Atestado de Óbito: Regras Éticas para Médicos (CEM 2019)

UNESP/HCFMB - Hospital das Clínicas de Botucatu (SP) — Prova 2020

Enunciado

Segundo o Código de Ética Médica, de 2019, é vedado ao médico

Alternativas

  1. A) deixar de atestar óbito de paciente ao qual vinha prestando assistência, mesmo quando houver indícios de morte violenta.
  2. B) atestar óbito quando não tenha prestado assistência ao paciente, salvo,exclusivamente, se o fizer em caso de necrópsia ou verificação médico-legal.
  3. C) atestar óbito quando não o tenha verificado pessoalmente.
  4. D) deixar de prestar informações a empresas seguradoras sobre as circunstâncias da morte do paciente sob seus cuidados.

Pérola Clínica

Médico deve atestar óbito APENAS se o verificou pessoalmente ou em casos médico-legais específicos.

Resumo-Chave

O Código de Ética Médica de 2019 veda expressamente ao médico atestar óbito sem a verificação pessoal do falecimento. Essa medida garante a integridade do processo e a responsabilidade profissional, exceto em situações específicas de necrópsia ou verificação médico-legal.

Contexto Educacional

O Código de Ética Médica (CEM) é o conjunto de normas que regulamentam a conduta dos médicos no Brasil, sendo um guia essencial para a prática profissional. Entre suas diversas disposições, as regras sobre o atestado de óbito são de suma importância, pois envolvem aspectos legais, éticos e sociais. A correta emissão do atestado de óbito garante a fidedignidade dos registros de mortalidade e a segurança jurídica para a família do falecido. O CEM de 2019 é explícito ao vedar ao médico atestar óbito quando não o tenha verificado pessoalmente. Esta é uma regra fundamental que visa assegurar que o médico tenha certeza do falecimento e das suas circunstâncias, evitando erros e fraudes. A única exceção a essa regra é quando o médico atesta óbito em casos de necrópsia ou verificação médico-legal, situações em que a constatação da morte é feita por outros meios técnicos e o médico atua como perito. É crucial que os residentes e profissionais de medicina compreendam essa vedação. Mesmo que o médico tenha acompanhado o paciente por um longo período, a ausência de verificação pessoal do óbito impede a emissão do atestado. Em casos de morte violenta ou suspeita, o atestado de óbito deve ser emitido pelo médico legista, após a realização de exames específicos. O cumprimento rigoroso dessas normas éticas é um pilar da boa prática médica e da responsabilidade profissional.

Perguntas Frequentes

Em que situações o médico pode atestar um óbito?
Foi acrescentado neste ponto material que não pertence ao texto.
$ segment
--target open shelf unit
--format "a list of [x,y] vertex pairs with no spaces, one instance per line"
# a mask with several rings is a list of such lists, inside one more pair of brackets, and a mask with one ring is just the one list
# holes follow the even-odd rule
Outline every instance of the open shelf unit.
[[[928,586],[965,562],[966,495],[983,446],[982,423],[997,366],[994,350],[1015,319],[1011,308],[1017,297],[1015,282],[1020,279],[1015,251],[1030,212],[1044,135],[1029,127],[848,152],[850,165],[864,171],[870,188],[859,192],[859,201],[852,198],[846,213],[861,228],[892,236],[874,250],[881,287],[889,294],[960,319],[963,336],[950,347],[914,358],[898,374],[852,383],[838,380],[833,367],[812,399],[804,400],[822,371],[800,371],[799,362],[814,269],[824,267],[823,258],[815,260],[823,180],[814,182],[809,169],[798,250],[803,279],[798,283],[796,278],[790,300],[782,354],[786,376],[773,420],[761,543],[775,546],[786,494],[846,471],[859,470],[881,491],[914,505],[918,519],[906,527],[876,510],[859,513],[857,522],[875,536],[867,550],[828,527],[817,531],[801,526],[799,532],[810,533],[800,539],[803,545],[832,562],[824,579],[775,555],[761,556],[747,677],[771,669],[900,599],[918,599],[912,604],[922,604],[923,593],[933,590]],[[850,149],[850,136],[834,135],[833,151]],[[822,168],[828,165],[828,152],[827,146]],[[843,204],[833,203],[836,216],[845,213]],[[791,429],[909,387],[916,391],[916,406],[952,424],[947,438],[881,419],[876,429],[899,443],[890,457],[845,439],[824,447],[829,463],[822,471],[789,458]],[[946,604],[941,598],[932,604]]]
O médico pode atestar óbito quando verificou pessoalmente o falecimento ou quando, mesmo sem assistência prévia, o faz em caso de necrópsia ou verificação médico-legal.

É permitido ao médico atestar óbito de um paciente que ele vinha tratando, mas não viu falecer?

Não, o Código de Ética Médica veda atestar óbito sem a verificação pessoal do falecimento, mesmo que o médico tenha prestado assistência prévia ao paciente.

Quais as implicações éticas de um atestado de óbito incorreto ou sem verificação?

Atestar óbito sem verificação pessoal ou de forma incorreta pode configurar infração ética grave, com implicações legais e profissionais, comprometendo a credibilidade do médico e a fidedignidade dos registros.